Today -100: October 21, 1914: The Germans want to conquer what now?


Le Matin says that 35 French army cooks tricked 140 Germans into surrendering by pretending to surround them.

Tageblatt (presumably the German newspaper rather than the Luxembourger one) says that when the French took 3 German envoys prisoner, the kaiser threatened to kill 300 POWs unless they were released, which they were.

The NYT has “certain information” from “an authoritative source” that Germany is building 200 extra-large airplanes, each capable of carrying 1,000 pounds of bombs to drop on London.  The bombs will still have to be dropped by hand.

Headline of the Day -100:  “Villa Threatens to Seize Chiefs.”  While the Constitutionalist’s Convention of Military Chiefs meets to work out Mexico’s future, Pancho Villa moves troops worryingly close to where it’s being held.

Actual dead prince: Wolrad of Waldeck and Pyrmont, 22, killed in action in Belgium.

At the annual meeting of the American Bar Association, former Pres. Taft calls for making US treaties the supreme law of the land.  At present, the federal government can’t force states to abide by treaties, for example California’s discrimination against Japanese.
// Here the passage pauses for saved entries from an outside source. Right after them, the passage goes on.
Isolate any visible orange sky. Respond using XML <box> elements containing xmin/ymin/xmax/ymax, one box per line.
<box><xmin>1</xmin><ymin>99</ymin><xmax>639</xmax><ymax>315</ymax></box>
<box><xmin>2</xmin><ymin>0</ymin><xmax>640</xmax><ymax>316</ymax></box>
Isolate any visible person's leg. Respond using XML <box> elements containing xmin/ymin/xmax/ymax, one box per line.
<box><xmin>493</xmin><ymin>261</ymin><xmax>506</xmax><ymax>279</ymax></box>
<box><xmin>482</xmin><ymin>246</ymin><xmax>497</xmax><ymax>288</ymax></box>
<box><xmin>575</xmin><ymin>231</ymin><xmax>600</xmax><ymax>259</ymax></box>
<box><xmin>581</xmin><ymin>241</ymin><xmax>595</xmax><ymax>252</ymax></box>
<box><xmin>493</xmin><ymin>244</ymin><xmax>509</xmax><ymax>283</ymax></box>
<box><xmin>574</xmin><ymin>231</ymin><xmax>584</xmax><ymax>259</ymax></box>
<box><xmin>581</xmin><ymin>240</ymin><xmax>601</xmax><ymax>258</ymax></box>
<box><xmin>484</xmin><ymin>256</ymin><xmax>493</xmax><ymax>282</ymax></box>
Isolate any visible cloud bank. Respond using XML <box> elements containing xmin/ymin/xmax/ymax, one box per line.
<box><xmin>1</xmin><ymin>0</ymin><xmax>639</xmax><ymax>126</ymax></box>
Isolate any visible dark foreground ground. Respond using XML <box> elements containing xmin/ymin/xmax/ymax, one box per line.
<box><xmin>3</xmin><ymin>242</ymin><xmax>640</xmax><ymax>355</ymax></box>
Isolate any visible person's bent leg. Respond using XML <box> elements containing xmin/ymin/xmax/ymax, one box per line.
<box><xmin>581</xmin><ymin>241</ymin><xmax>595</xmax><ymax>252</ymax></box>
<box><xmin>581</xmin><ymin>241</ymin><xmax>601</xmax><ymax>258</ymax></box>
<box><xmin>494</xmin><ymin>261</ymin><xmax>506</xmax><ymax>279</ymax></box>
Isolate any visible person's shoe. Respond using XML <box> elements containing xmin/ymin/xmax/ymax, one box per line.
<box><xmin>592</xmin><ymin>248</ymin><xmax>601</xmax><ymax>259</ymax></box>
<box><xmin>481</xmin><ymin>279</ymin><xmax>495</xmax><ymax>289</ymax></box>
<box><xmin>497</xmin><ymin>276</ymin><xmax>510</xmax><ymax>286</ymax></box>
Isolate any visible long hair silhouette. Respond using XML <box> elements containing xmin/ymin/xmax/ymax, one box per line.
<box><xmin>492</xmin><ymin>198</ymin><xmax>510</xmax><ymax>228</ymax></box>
The upper house of the Prussian Diet debates German hat fashions (or maybe it’s just a meeting in the Diet building?)  One speaker (all of whom are unnamed, dammit) says it is the job of those who cannot fight to prepare for the consequences of war and the newly awakened German national feeling as it affects, you know, ladies’ hats.  “He predicted that the first consequences of the war would be a tendency to simplicity and a suppression of individuality.  Other speakers did not seem satisfied with this and declared that Germany must make fashions capable of conquering the international market.”